Moreover, an embodiment can be implemented as a computer-readable storage medium having computer readable code stored thereon for programming a computer (e.g., comprising a processor) to perform a method as described and claimed herein. Any suitable computer-usable or computer readable medium may be utilized. Examples of such computer-readable storage mediums include, but are not limited to, a hard disk, a CD-ROM, an optical storage device, a magnetic storage device, a ROM (Read Only Memory), a PROM (Programmable Read Only Memory), an EPROM (Erasable Programmable Read Only Memory), an EEPROM (Electrically Erasable Programmable Read Only Memory) and a Flash memory. In the context of this document, a computer-usable or computer-readable medium may be any medium that can contain, store, communicate, propagate, or transport the program for use by or in connection with the instruction execution system, apparatus, or device.
Further, it is expected that one of ordinary skill, notwithstanding possibly significant effort and many design choices motivated by, for example, available time, current technology, and economic considerations, when guided by the concepts and principles disclosed herein will be readily capable of generating such software instructions and programs and ICs with minimal experimentation. For example, computer program code for carrying out operations of various example embodiments may be written in an object oriented programming language such as Java, Smalltalk, C++, Python, or the like.
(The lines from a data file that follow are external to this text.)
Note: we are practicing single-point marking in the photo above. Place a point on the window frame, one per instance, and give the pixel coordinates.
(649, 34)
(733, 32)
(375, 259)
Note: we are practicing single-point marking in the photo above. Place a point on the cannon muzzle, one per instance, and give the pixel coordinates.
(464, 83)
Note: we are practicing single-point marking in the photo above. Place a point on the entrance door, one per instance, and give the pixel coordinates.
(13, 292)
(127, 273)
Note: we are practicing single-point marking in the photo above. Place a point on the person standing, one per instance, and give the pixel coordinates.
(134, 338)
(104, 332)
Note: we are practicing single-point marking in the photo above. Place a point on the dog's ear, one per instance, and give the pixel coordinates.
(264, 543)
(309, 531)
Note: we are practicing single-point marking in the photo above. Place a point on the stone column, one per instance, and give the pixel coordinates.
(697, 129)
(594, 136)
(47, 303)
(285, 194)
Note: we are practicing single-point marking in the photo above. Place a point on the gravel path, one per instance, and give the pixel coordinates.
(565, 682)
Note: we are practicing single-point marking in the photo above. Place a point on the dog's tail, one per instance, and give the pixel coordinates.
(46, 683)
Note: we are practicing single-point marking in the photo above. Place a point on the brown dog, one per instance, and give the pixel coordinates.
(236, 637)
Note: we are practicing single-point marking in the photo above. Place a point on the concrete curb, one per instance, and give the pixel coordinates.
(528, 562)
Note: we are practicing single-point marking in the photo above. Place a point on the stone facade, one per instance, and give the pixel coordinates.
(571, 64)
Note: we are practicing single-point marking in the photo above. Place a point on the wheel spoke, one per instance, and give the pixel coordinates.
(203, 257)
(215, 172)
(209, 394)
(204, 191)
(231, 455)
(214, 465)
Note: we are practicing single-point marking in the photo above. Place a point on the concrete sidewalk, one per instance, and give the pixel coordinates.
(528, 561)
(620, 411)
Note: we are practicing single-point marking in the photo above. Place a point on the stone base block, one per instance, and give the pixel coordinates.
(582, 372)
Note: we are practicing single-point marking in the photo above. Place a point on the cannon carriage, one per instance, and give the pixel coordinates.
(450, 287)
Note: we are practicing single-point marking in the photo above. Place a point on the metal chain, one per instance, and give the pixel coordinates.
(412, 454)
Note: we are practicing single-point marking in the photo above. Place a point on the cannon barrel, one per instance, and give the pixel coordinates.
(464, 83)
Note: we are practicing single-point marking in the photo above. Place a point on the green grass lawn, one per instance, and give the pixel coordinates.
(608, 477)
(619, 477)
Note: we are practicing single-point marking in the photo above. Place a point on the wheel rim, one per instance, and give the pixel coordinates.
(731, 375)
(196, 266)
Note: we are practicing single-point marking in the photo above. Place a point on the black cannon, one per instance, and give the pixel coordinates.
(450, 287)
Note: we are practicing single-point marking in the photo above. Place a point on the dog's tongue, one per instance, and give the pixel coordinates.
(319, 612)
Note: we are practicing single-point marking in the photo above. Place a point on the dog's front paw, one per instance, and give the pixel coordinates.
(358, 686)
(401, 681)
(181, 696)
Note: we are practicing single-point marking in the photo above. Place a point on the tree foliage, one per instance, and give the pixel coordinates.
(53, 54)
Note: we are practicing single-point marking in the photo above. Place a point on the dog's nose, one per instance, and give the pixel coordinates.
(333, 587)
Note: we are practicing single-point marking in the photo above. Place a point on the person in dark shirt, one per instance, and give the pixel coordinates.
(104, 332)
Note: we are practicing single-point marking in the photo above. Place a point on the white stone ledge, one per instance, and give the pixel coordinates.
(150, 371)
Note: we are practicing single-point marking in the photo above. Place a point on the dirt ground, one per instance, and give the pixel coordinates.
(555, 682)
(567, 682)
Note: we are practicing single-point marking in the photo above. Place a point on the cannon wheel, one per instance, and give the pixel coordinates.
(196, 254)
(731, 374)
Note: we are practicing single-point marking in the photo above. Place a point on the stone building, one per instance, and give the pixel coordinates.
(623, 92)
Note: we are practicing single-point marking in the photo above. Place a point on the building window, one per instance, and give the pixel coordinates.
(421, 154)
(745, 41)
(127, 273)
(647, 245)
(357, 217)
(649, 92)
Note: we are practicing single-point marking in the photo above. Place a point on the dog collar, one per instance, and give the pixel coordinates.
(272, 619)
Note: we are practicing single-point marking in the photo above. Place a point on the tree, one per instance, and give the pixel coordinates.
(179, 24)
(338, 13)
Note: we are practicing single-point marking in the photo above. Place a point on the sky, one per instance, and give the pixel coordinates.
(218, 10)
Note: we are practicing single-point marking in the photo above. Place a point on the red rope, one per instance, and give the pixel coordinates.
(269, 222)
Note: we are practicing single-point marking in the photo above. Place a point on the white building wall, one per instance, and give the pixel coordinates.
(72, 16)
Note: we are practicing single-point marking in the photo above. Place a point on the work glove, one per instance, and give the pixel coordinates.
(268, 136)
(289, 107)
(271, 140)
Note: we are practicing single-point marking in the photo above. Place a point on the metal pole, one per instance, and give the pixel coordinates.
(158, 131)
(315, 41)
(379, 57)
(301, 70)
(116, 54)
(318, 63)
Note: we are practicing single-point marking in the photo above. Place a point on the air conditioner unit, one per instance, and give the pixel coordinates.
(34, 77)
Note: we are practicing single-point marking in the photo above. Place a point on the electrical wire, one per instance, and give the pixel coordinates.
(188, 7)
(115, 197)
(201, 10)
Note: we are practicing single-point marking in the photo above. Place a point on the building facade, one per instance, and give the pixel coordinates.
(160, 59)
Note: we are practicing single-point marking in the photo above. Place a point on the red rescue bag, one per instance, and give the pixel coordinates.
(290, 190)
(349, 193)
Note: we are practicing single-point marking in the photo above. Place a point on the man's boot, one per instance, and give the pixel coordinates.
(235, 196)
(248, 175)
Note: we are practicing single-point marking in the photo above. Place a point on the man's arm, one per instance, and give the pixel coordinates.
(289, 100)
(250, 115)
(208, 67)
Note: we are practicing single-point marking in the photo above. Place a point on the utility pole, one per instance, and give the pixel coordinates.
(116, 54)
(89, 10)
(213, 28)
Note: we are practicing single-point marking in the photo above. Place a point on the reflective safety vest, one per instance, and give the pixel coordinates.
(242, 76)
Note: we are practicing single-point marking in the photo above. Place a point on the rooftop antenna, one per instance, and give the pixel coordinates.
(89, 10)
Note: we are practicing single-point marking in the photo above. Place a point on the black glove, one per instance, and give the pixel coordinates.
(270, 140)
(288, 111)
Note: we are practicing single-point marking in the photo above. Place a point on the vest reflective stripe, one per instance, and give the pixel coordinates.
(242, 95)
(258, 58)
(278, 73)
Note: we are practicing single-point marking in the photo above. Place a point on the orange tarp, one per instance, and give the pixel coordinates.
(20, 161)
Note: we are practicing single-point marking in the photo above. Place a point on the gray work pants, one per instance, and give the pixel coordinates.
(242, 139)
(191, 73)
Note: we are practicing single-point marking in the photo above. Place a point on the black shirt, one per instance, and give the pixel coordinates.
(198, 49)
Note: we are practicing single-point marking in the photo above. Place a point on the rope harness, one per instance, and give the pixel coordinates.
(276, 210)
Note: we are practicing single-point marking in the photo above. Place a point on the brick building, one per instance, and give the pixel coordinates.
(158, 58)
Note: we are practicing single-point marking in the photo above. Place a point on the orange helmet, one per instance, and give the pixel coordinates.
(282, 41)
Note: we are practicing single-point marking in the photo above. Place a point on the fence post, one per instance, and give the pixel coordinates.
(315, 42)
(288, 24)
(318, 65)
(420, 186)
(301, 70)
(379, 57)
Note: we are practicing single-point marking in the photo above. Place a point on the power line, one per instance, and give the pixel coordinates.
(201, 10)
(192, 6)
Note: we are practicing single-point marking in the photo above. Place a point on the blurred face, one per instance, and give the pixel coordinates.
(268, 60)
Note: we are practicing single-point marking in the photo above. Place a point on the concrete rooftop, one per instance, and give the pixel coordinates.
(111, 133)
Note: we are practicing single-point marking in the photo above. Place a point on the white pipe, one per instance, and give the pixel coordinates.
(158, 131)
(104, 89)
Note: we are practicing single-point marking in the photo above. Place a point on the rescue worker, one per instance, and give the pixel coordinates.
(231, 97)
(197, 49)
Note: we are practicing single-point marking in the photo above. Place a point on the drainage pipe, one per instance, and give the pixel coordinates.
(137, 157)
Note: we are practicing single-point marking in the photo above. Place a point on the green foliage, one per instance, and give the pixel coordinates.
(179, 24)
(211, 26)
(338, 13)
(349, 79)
However, the computer program code for carrying out operations of various example embodiments may also be written in conventional procedural programming languages, such as the “C” programming language or similar programming languages. The program code may execute entirely on a computer, partly on the computer, as a stand-alone software package, partly on the computer and partly on a remote computer or server or entirely on the remote computer or server. In the latter scenario, the remote computer or server may be connected to the computer through a local area network (LAN) or a wide area network (WAN), or the connection may be made to an external computer (for example, through the Internet using an Internet Service Provider).
The Abstract of the Disclosure is provided to allow the reader to quickly ascertain the nature of the technical disclosure. It is submitted with the understanding that it will not be used to interpret or limit the scope or meaning of the claims. In addition, in the foregoing Detailed Description, it can be seen that various features are grouped together in various embodiments for the purpose of streamlining the disclosure. This method of disclosure is not to be interpreted as reflecting an intention that the claimed embodiments require more features than are expressly recited in each claim. Rather, as the following claims reflect, inventive subject matter lies in less than all features of a single disclosed embodiment. Thus the following claims are hereby incorporated into the Detailed Description, with each claim standing on its own as a separately claimed subject matter.